Tens of thousands of protesters have rallied across the US to call for stricter gun laws in the wake of two mass shootings.
Those taking part at the hundreds of marches carried slogans like "I want freedom from getting shot".
US President Joe Biden backed the protests, calling on Congress to "pass common sense gun safety legislation".
Despite this the chances of legal change are likely to be quashed by Republicans.
Nineteen children and two adults were killed in the 24 May shooting at Robb Elementary in Uvalde, Texas.
That attack, and another days earlier in Buffalo, New York, in which 10 people were killed, has led to renewed calls for action on gun control in the US.

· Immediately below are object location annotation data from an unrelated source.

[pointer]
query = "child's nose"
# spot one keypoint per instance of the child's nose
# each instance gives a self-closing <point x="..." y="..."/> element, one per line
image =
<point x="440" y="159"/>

March For Our Lives (MFOL) said political leaders' inaction was killing Americans.
"We will no longer allow you to sit back while people continue to die," Trevon Bosley, a MFOL board member, said in a statement.

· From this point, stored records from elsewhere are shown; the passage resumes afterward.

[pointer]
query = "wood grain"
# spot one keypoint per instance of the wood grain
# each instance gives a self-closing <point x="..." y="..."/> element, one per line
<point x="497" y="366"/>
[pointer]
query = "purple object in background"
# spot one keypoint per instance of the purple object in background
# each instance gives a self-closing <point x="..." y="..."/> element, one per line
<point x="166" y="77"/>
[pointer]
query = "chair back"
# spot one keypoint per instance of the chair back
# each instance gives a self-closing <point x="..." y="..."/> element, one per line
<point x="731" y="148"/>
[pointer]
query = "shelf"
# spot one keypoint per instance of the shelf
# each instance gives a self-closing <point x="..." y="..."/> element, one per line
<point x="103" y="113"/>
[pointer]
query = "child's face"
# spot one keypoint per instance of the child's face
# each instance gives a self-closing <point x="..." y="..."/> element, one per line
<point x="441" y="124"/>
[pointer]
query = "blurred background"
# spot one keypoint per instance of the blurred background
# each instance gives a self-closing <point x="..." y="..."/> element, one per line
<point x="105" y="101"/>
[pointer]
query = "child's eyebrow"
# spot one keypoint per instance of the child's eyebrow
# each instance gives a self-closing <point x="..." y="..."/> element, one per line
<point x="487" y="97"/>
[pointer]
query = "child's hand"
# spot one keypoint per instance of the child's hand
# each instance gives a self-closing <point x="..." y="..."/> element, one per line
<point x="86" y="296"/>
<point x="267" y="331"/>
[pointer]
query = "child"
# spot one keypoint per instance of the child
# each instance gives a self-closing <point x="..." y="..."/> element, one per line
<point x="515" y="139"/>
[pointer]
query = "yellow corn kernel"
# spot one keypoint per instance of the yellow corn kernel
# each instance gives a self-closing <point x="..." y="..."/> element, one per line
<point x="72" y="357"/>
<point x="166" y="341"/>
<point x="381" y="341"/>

Speaking to protesters in Washington DC, one of the survivors of the Parkland shooting, David Hogg, said the killings of children in Uvalde "should fill us with rage and demands for change, not endless debate, but demands for change, now."
Garnell Whitfield, whose 86-year-old mother was killed in the racially-motivated shooting in Buffalo, New York on 14 May, told crowds in Washington: "We are here to demand justice.
"We are here to stand with those who are bold enough to demand sensible gun legislation."
Among other policies, MFOL has called for an assault weapons ban, universal background checks for those trying to purchase guns and a national licensing system, which would register gun owners.
The first MFOL protest was held days after the Marjory Stoneman Douglas high school shooting in Parkland, Florida, in 2018, in which 14 students and three adults were killed. Organisers say it was the largest gun safety rally in one day in US history, and thousands of students across the country left their classrooms to join the demonstrations.
President Biden, a Democrat who this month urged Congress to ban assault weapons, expand background checks and implement other gun control measures, said he supported Saturday's protests.
"Today, young people around the country once again march with @AMarch4OurLives to call on Congress to pass common sense gun safety legislation, supported by the majority of Americans and gun owners," he tweeted.
"I join them by repeating my call to Congress: do something."
In recent weeks, a bipartisan group of Senate negotiators have vowed to hammer out a gun control deal, though they have yet to reach an agreement.
Their effort is focused on relatively modest changes, such as incentivising states to pass "red flag" laws that allow authorities to keep guns from individuals deemed a danger to others.
This week the US House of Representatives voted through a series of measures regulating the sale of guns.
But Republican opposition in the Senate means the bill has little chance of entering law.